College of Computer Science and Technology, Jilin University, Changchun 130000, China.
College of Artificial Intelligence, Jilin University, Changchun 130000, China.
Comput Intell Neurosci. 2022 May 20;2022:4103524. doi: 10.1155/2022/4103524. eCollection 2022.

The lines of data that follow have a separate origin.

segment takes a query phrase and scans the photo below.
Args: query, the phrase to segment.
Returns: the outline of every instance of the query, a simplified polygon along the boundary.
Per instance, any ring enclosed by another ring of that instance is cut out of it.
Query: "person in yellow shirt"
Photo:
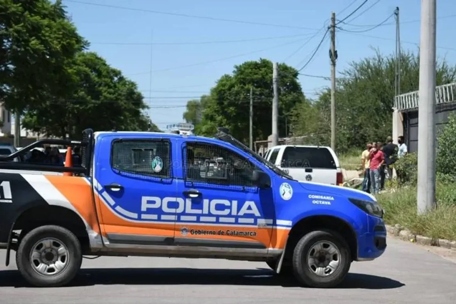
[[[369,165],[370,164],[370,150],[372,145],[368,143],[366,145],[366,149],[361,153],[361,168],[364,172],[364,179],[363,180],[363,191],[368,193],[370,192],[370,178],[369,177]]]

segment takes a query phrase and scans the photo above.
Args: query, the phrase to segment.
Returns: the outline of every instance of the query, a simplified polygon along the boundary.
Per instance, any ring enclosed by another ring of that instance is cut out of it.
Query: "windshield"
[[[243,151],[247,152],[251,155],[254,157],[257,160],[264,164],[268,168],[271,169],[275,173],[278,174],[281,176],[283,176],[289,180],[294,180],[291,176],[287,174],[285,171],[279,169],[275,166],[275,165],[274,165],[272,163],[266,160],[265,159],[259,156],[254,151],[250,149],[250,148],[246,145],[240,142],[239,140],[238,140],[231,135],[223,132],[220,132],[218,134],[217,138],[221,140],[223,140],[223,141],[227,143],[229,143],[233,145],[236,146],[238,148],[242,149]]]

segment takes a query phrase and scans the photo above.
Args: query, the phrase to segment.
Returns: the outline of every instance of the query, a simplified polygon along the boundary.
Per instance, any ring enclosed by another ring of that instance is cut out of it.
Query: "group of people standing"
[[[398,158],[407,153],[407,145],[404,136],[398,138],[399,145],[393,143],[388,136],[386,144],[381,142],[368,143],[361,154],[361,163],[364,170],[363,191],[376,194],[384,189],[385,179],[393,177],[393,168]]]

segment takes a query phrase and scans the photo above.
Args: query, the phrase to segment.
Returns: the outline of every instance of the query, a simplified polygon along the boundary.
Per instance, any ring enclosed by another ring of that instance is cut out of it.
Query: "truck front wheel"
[[[348,273],[352,263],[350,256],[348,245],[336,232],[312,231],[302,237],[295,247],[295,276],[311,287],[334,287]]]
[[[66,285],[82,262],[81,245],[71,231],[60,226],[36,228],[21,242],[16,264],[24,278],[38,287]]]

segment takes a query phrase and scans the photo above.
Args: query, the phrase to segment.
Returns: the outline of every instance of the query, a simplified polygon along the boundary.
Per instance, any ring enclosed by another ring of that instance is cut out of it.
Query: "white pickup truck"
[[[343,183],[339,159],[329,147],[275,146],[268,150],[264,158],[298,180],[337,185]]]

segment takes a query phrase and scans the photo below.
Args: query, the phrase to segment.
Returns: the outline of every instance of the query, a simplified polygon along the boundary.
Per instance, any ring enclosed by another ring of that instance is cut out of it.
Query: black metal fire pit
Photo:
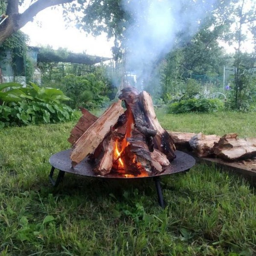
[[[153,178],[155,181],[158,202],[160,205],[164,207],[163,198],[162,193],[162,189],[160,183],[160,177],[165,175],[169,175],[176,172],[180,172],[188,171],[195,163],[194,157],[189,154],[181,151],[176,151],[175,154],[176,156],[169,166],[166,170],[161,173],[153,176],[144,177],[125,177],[118,175],[108,174],[105,175],[97,175],[93,171],[95,166],[88,161],[87,158],[85,158],[75,167],[71,166],[71,160],[70,159],[71,149],[61,151],[54,154],[49,159],[49,162],[52,165],[52,169],[49,175],[49,178],[52,185],[56,187],[64,176],[65,172],[69,172],[84,176],[101,178],[105,179],[142,179],[145,178]],[[59,170],[58,176],[55,180],[53,177],[55,169]]]

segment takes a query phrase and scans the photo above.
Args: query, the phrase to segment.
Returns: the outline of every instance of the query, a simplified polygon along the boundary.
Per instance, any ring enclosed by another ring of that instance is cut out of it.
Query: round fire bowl
[[[71,160],[70,159],[71,151],[70,149],[67,149],[54,154],[49,159],[50,163],[53,167],[66,172],[91,177],[121,179],[150,178],[170,175],[188,170],[195,163],[195,160],[194,157],[187,154],[177,150],[175,152],[176,158],[171,162],[164,172],[155,175],[143,177],[127,177],[118,174],[108,174],[102,175],[97,175],[93,171],[95,166],[89,163],[87,158],[85,158],[76,167],[73,168],[71,166]]]

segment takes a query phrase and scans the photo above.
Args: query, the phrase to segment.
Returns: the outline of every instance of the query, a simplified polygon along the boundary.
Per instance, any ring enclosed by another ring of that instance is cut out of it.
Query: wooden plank
[[[113,103],[73,145],[70,154],[72,164],[79,163],[93,152],[124,112],[122,101]]]
[[[70,132],[67,141],[73,145],[83,134],[98,119],[98,117],[82,108],[80,110],[83,114],[77,123]]]

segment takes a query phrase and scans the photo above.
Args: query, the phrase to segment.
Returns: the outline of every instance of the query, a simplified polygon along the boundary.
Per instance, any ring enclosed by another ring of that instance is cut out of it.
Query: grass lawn
[[[157,112],[168,130],[256,137],[256,113]],[[0,255],[256,255],[254,189],[214,166],[163,178],[164,209],[151,179],[67,174],[53,188],[49,158],[74,124],[0,131]]]

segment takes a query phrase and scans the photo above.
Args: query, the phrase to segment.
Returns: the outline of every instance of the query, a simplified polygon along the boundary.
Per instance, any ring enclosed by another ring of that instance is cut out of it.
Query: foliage
[[[4,56],[5,52],[7,50],[11,52],[13,59],[18,57],[23,57],[27,49],[26,43],[28,41],[27,35],[21,31],[14,33],[0,45],[1,57]]]
[[[189,112],[208,112],[222,110],[224,103],[218,99],[190,99],[182,100],[171,105],[170,113]]]
[[[168,129],[256,136],[255,113],[157,111]],[[52,188],[49,158],[70,147],[74,125],[0,130],[3,256],[255,254],[253,187],[214,165],[198,163],[185,174],[163,177],[165,209],[150,179],[102,180],[67,173]]]
[[[93,73],[81,76],[67,75],[62,80],[62,86],[71,99],[70,106],[72,108],[101,108],[109,103],[106,96],[108,93],[108,84],[98,80]]]
[[[8,89],[8,90],[5,90]],[[69,100],[59,90],[26,87],[15,83],[0,85],[0,127],[58,122],[72,120],[74,111],[61,103]]]
[[[67,122],[75,117],[74,111],[64,104],[29,101],[0,105],[0,128],[13,125]]]

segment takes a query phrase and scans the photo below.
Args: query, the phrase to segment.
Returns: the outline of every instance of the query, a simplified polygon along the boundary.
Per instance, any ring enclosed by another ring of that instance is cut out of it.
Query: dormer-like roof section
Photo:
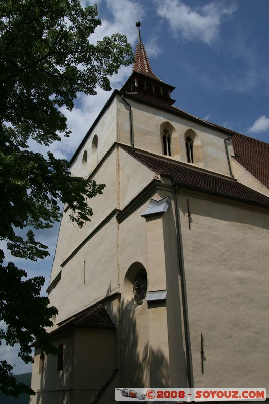
[[[141,42],[138,42],[136,45],[133,72],[137,72],[137,73],[147,76],[148,77],[163,82],[152,72],[146,49]]]
[[[143,94],[162,100],[167,104],[173,104],[175,100],[171,93],[173,86],[165,83],[152,71],[146,49],[141,39],[140,21],[136,22],[138,40],[135,53],[133,72],[121,90],[129,94]]]
[[[232,142],[234,159],[269,189],[269,144],[240,133]]]

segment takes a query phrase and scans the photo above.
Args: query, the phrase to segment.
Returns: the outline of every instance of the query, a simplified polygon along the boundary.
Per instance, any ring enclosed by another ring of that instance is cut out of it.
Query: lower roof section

Medical multiobjective image segmentation aims to group pixels to form multiple regions based on the different properties of the medical images. Segmenting the 3D cardiovascular magnetic resonance (CMR) images is still a challenging task owing to several reasons, including individual differences in heart shapes, varying signal intensities, and differences in data signal-to-noise ratios. This paper proposes a novel and efficient U-Net-based 3D sparse convolutional network named SparseVoxNet. In this network, there are direct connections between any two layers with the same feature-map size, and the number of connections is reduced. Therefore, the SparseVoxNet can effectively cope with the optimization problem of gradients vanishing when training a 3D deep neural network model on small sample data by significantly decreasing the network depth, and achieveing better feature representation using a spatial self-attention mechanism finally. The proposed method in this paper has been thoroughly evaluated on the HVSMR 2016 dataset. Compared with other methods, the method achieves better performance.
医学多目标图像分割旨在根据医学图像的不同特性将像素分组形成多个区域。由于多种原因,分割 3D 心血管磁共振(CMR)图像仍然是一项具有挑战性的任务,包括心脏形状的个体差异、不同的信号强度以及数据信噪比的差异。本文提出了一种新颖而有效的基于 U-Net 的 3D 稀疏卷积网络,名为 SparseVoxNet。在该网络中,任何两个具有相同特征图大小的层之间都有直接连接,并且连接的数量减少了。因此,SparseVoxNet 通过显著减少网络深度,在小样本数据上训练 3D 深度神经网络模型时,可以有效地应对梯度消失的优化问题,并最终使用空间自注意机制实现更好的特征表示。本文提出的方法在 HVSMR 2016 数据集上进行了全面评估。与其他方法相比,该方法表现更好。